ELF22 is a troll-response pairwise dataset along with contextual text from posts in the Reddit community.
The dataset consists of 5,535 pairs, together with 1,151 'your response', divided into the three JSON files: train, validation, and test.
Each post contains a subreddit name, a title, a body text, and two target sentences: a troll comment and the following response. Each post includes two labels: Type of Trolls (2 labels) and Counter Response Strategies (7 labels).
We note that the dataset may contain offensive, sexual, or hateful language. The dataset can be remixed, transformed, and built upon its contents, except for tracking and re-identifying authors. The use of the dataset is considered as the user's consent to the ethical guidelines described in our paper.

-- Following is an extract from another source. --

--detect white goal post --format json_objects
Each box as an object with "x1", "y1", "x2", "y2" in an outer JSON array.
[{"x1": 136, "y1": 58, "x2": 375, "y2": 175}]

Type | Train | Validation | Test | Total |
---|---|---|---|---|
Overt | 2,331 | 166 | 340 | 2,837 |
Covert | 3,020 | 407 | 422 | 3,849 |
Engage | 2,331 | 631 | 1,339 | 2,817 |
Ignore | 216 | 10 | 35 | 261 |
Expose | 1,131 | 75 | 135 | 1,359 |
Challenge | 818 | 48 | 71 | 937 |
Critique | 340 | 31 | 52 | 423 |
Mock | 592 | 51 | 96 | 739 |
Reciprocate | 120 | 18 | 12 | 150 |
All | 5,351 | 573 | 762 | 6,686 |
The fields of post in json files are as follows:
Field | Description |
---|---|
Subreddit | a subreddit name, usually after 'r/' |
Title | a title text |
Post | a body text |
Troll | the root comment with thumbs-down |
TrollL | a type of Trolls {1: 'overt', 2: 'covert'} |
Response | the following comment with thumbs-up |
ResponseL | a counter response strategy {1: 'engage', 2: 'ignore', 3: 'expose', 4:'challenge', 5:'critique', 6: 'mock', 7:'reciprocate'} |
Flag | an additional phrase corresponding to its ResponseL for task C. counter response generaetion task |
Input | an input text (Title + Post + Troll + Response + Flag) for task C. |
Output | an output text (Response) for task C. |
@inproceedings{lee2022elf22,
title={ELF22: A Context-based Counter Trolling Dataset to Combat Internet Trolls},
author={Huije Lee and Young Ju NA and Hoyun Song and Jisu Shin and Jong C. Park},
pages={3530--3541},
year={2022},
publisher = {European Language Resources Association},
booktitle = {Proceedings of the 13th Language Resources and Evaluation, {LREC} 2022, Marseille, France, June 20-25, 2022},
url={http://www.lrec-conf.org/proceedings/lrec2022/pdf/2022.lrec-1.378.pdf}
}
These resources are licensed under a Creative Commons Attribution-NonCommercial-ShareAlike 4.0 International License.